The Context: As AI models are increasingly deployed as authoritative knowledge engines, understanding their limitations is critical. While much attention is paid to explicit censorship or standard hallucinations, a more subtle issue lies in how models handle culturally or ideologically sensitive information. Reinforcement Learning from Human Feedback (RLHF) tunes these models to act as "person-like" chat agents, but it also inadvertently reinforces human taboos. When users rely on AI for objective synthesis, the presence of invisible guardrails-not programmed for safety, but absorbed through cultural osmosis-creates a significant reliability gap. If an AI cannot objectively parse data because a simplified cultural narrative dominates the discourse, its utility as a factual reasoning engine is compromised.

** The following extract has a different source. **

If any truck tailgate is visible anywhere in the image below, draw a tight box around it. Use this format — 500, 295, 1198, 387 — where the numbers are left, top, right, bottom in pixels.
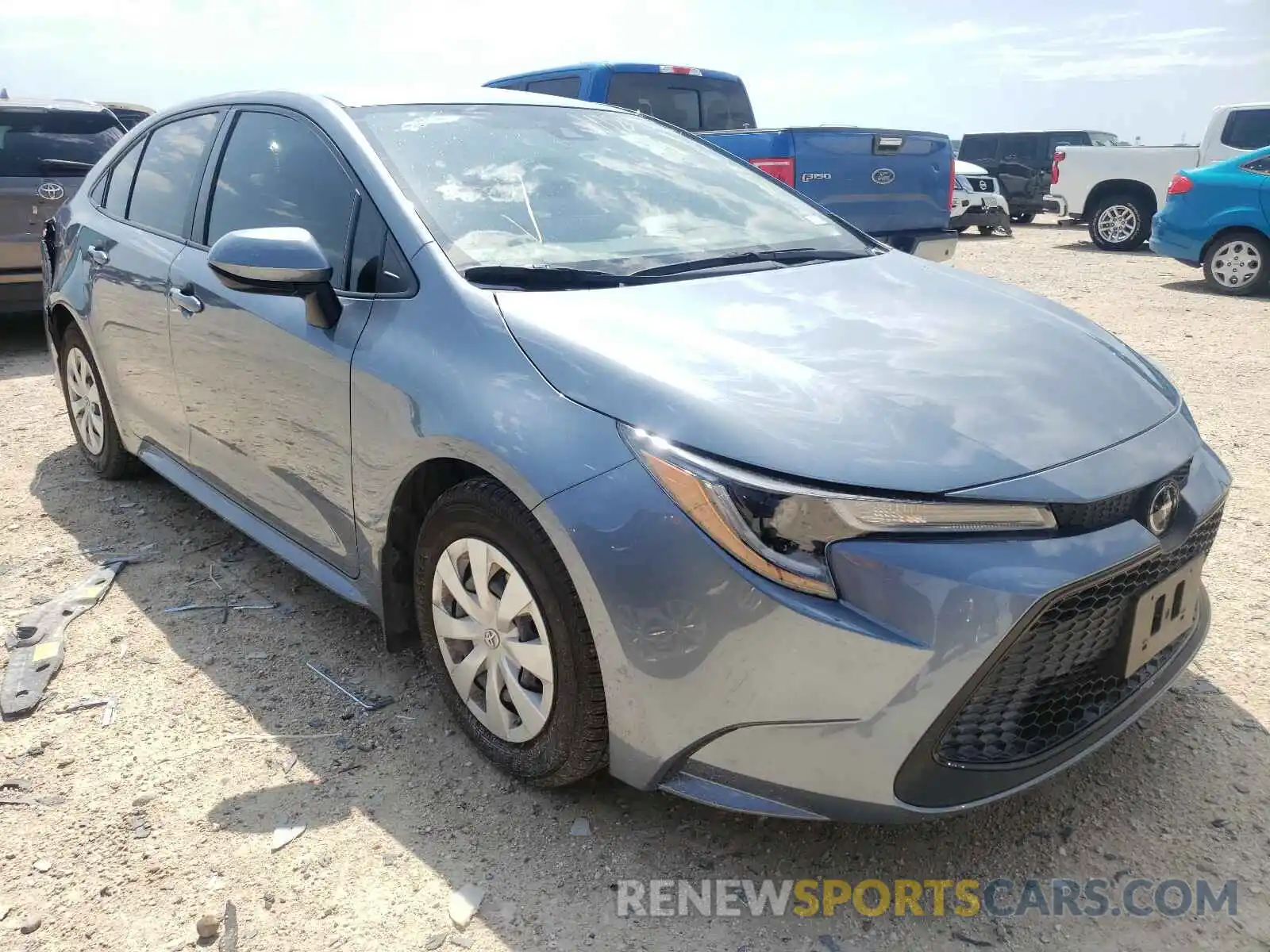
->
792, 129, 952, 235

The Gist: lessw-blog presents informal experiments demonstrating these blind spots across major models like Claude, Grok, and ChatGPT. Building on previous work identifying "Statisticism" as an ideology that causes methodological blind spots, the author applies a similar lens to LLMs. The post details how, when pressed on certain topics, the models default to generating unsupported claims, filler, or contradictory statements. For instance, Claude struggled to integrate factual conclusions about Iran's retaliatory strikes without soft-pedaling, and Grok showed contradictory behavior regarding military targets. In a more everyday example, ChatGPT refused to recommend poultry pull temperatures below 165°F, despite existing USDA time-temperature safety data proving lower temperatures are safe over longer durations. Even when Claude was asked to diagnose this exact phenomenon of hedging and filler, it continued to exhibit the very pattern it was analyzing.

Conclusion: This research highlights a critical hurdle in developing reliable AI agents: mitigating the inherited taboos that block objective reasoning. For a deeper look into the methodology and the broader implications of these ideological blind spots, read the full post on lessw-blog.

Key Takeaways

  • LLMs act as searchable holograms of their training data, making them useful tools for probing the latent discursive structures and taboos of human writing.
  • RLHF tuning, while making models more person-like, can embed ideological blind spots that prevent the formation of common knowledge.
  • Experiments showed major models (Claude, Grok, ChatGPT) resorting to filler, hedging, or contradictions when faced with topics that trigger these embedded taboos.
  • A notable example included ChatGPT's refusal to acknowledge safe poultry cooking temperatures below 165°F, ignoring nuanced USDA time-temperature data in favor of a rigid, simplified rule.